Smokey is defo a pretty boy though. I love his long crest and tail feathers - they're mega long :O

HysteriaUK - oh no, hope you're feeling better soon. I've been rather down lately too >.< Birdies cheer me up. I'm sure i've read somewhere that moulting can change a birds attitude but i could be wrong there  Echo doesn't pick up on my moods/how i'm feeling yet really but Smokey definitely does.


----------



## lperry82 (Aug 2, 2010)

Aww very gorgeous  

Sent from my HTC Wildfire using Tapatalk 2


----------



## flippityjib (Dec 13, 2012)

They are so cute. Great pictures! I wish mine like being misted. they act like they hate it, but I do it anyway at least a couple of times a week hoping that eventually they will get used to it. I also have a pan of water available at all times and I do know they got into that 1 time. maybe that is more their style.


----------



## Loopy Lou (Jul 26, 2012)

I was surprised Echo took to it so quickly, i was expecting it to take much longer!
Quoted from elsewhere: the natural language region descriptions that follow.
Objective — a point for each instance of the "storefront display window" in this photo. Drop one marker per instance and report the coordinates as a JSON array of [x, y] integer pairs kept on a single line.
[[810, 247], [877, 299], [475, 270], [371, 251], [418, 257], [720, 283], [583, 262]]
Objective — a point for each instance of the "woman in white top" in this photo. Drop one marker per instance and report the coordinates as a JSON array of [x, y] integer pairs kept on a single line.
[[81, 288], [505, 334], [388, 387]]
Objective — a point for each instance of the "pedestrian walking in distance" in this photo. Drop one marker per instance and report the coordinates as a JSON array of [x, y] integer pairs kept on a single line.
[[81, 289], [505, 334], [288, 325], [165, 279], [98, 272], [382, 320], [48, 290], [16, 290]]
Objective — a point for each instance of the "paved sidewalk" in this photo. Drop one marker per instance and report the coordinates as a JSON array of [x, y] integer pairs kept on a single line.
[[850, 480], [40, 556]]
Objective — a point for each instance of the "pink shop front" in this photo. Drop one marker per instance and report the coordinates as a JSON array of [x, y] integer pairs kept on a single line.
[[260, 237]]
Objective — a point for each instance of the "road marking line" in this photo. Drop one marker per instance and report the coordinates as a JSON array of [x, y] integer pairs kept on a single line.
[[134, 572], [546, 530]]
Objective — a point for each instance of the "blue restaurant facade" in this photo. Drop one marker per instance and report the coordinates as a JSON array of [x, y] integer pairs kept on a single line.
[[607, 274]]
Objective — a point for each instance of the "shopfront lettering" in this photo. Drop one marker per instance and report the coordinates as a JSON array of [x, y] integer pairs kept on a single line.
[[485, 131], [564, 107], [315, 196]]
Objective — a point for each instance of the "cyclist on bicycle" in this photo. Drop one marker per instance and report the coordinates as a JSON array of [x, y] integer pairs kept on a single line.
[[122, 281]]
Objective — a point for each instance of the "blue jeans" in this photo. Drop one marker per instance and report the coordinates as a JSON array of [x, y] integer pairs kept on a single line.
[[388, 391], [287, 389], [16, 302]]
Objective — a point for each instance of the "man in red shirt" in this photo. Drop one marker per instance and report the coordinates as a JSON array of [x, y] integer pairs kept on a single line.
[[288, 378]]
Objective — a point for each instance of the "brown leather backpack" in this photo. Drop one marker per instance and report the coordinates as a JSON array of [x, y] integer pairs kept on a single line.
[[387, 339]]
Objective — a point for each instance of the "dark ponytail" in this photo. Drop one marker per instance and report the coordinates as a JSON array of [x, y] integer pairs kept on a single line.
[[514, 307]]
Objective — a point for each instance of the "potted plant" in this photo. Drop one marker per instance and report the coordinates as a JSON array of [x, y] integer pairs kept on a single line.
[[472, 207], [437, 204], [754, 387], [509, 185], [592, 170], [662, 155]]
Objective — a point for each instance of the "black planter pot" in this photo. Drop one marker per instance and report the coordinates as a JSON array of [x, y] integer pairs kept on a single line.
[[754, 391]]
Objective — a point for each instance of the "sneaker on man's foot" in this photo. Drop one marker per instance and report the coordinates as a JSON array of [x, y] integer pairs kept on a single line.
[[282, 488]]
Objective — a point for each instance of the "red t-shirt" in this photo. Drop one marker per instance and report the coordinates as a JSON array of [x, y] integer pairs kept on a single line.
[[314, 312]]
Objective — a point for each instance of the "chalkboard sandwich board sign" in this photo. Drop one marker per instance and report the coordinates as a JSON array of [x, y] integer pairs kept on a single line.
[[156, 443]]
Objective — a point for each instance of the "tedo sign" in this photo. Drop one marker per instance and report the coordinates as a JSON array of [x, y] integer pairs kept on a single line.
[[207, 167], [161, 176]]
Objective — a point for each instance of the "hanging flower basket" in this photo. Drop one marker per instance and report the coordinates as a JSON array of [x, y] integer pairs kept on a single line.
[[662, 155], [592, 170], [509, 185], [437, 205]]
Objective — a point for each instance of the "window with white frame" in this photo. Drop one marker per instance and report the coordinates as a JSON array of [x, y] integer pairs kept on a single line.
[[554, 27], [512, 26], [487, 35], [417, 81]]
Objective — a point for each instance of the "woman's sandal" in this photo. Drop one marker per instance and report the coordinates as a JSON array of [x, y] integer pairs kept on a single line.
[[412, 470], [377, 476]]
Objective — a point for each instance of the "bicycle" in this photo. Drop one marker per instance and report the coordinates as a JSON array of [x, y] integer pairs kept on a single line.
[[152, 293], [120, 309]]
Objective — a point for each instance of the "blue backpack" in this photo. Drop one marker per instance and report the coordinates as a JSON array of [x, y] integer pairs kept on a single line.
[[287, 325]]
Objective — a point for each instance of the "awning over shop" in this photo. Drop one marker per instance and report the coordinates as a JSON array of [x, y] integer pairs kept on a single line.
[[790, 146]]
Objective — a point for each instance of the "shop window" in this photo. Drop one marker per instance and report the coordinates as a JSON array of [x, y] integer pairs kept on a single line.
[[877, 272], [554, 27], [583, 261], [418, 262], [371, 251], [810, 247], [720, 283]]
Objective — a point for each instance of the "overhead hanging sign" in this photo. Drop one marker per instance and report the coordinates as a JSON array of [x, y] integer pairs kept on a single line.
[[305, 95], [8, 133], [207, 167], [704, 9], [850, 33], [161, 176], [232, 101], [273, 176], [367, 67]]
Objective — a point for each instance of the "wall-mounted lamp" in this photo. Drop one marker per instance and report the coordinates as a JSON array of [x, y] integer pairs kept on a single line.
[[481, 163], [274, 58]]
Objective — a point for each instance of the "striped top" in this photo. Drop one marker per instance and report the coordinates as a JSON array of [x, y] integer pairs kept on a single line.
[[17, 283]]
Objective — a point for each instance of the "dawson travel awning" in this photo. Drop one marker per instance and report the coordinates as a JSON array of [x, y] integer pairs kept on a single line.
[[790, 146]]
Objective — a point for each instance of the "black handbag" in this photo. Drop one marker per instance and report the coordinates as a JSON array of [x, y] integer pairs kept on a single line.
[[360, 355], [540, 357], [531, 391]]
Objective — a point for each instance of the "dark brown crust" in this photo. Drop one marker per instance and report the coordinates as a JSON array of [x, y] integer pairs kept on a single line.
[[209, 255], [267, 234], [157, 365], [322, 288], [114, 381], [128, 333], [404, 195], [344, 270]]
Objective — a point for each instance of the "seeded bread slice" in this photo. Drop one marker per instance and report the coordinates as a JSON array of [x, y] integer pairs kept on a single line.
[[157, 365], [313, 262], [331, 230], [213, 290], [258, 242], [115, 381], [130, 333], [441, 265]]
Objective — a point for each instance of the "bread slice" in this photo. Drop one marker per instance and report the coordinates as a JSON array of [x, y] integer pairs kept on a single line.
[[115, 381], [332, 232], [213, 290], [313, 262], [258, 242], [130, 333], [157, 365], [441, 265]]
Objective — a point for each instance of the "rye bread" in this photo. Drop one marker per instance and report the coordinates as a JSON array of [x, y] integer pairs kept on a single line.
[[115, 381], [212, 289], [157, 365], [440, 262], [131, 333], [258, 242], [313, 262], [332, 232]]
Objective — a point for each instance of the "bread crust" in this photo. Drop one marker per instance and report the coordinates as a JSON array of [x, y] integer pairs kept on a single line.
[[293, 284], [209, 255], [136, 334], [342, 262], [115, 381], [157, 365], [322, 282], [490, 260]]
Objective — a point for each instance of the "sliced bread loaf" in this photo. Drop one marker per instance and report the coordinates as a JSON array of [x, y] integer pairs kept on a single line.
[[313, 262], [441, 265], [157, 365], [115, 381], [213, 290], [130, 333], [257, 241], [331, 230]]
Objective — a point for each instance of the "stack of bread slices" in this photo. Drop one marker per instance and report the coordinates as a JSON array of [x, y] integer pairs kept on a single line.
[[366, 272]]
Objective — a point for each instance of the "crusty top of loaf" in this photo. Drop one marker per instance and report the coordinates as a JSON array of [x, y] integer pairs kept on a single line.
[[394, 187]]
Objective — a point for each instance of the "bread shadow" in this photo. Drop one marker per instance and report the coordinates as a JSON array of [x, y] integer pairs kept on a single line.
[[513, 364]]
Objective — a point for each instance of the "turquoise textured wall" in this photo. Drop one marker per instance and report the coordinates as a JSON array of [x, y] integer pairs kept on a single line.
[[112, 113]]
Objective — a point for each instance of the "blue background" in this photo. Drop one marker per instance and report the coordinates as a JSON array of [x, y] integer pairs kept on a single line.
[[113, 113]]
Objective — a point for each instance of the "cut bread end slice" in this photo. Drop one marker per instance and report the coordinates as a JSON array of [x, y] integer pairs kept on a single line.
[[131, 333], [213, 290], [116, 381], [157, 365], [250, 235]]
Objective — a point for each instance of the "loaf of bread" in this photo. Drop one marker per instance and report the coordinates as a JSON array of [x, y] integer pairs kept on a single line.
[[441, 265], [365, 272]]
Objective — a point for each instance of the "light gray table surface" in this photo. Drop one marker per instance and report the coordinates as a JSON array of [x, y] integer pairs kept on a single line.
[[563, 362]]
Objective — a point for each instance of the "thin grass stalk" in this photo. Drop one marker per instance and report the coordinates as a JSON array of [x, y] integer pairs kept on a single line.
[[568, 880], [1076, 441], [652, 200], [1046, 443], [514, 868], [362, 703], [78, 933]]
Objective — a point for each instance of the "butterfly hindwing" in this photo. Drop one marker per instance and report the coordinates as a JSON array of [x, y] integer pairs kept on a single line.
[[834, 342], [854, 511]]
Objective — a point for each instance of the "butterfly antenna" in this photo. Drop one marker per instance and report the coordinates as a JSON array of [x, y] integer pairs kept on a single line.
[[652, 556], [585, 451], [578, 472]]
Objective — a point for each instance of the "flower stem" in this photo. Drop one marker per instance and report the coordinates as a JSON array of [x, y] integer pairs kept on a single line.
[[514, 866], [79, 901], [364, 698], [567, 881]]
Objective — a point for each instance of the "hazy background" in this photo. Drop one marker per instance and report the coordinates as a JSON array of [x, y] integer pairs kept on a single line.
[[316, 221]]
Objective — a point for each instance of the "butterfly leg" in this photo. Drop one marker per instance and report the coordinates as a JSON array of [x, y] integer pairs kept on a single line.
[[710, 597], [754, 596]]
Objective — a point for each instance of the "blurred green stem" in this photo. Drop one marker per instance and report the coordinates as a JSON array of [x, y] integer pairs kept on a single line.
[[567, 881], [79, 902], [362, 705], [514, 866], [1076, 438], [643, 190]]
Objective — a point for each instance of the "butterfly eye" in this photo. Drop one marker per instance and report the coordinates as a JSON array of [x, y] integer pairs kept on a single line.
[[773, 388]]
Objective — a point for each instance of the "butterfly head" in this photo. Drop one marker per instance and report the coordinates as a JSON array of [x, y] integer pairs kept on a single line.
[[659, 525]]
Neither have them have gone near the water i always put by their playgym but i think it's possible that Echo might at some point. Then perhaps Smokey will follow :O


----------



## moonchild (Jul 29, 2012)

Yessss, more pics of Smokey and Echo! They are two of my favorites on Talk Tiels for sure.


----------



## Loopy Lou (Jul 26, 2012)

Awww thank ye 

Currently they're supposed to be sleeping under their cover but i can hear them chirping to each other lol


----------



## Bailey's Mum (Sep 18, 2012)

I wish Bailey was so enthusiastic about having a wash. He's a right little minger and doesn't want to know. We've had one or two occasions where he's done the bath dance in the kitchen sink but since then nothing. I don't like the idea of spraying him and forcing him but I think that's what it'll come down to eventually


----------



## Loopy Lou (Jul 26, 2012)

I've heard that the sound of running water or thunderstorms can help a bird get in the mood for bathing. How about running the tap or playing thunderstorm sounds on youtube?


----------



## Bailey's Mum (Sep 18, 2012)

I'll give the thunderstorms a go. Would never have thought of that. He is fascinated by running water but it's only so he can race down my arm and drink from the tap 

Sent from my GT-I9300 using Tapatalk 2


----------



## Loopy Lou (Jul 26, 2012)

Haha that sounds really cute


----------



## bassamgaillany (Nov 16, 2012)

How gorgeous the white tiel is !  :* Love'm


----------



## Vickitiel (Oct 10, 2012)

Haha, gorgeous pics!


----------



## CarrieRamirez (Jan 1, 2013)

my god they are so cute and i really liked them a lot.. i wish if i could get any one of it


----------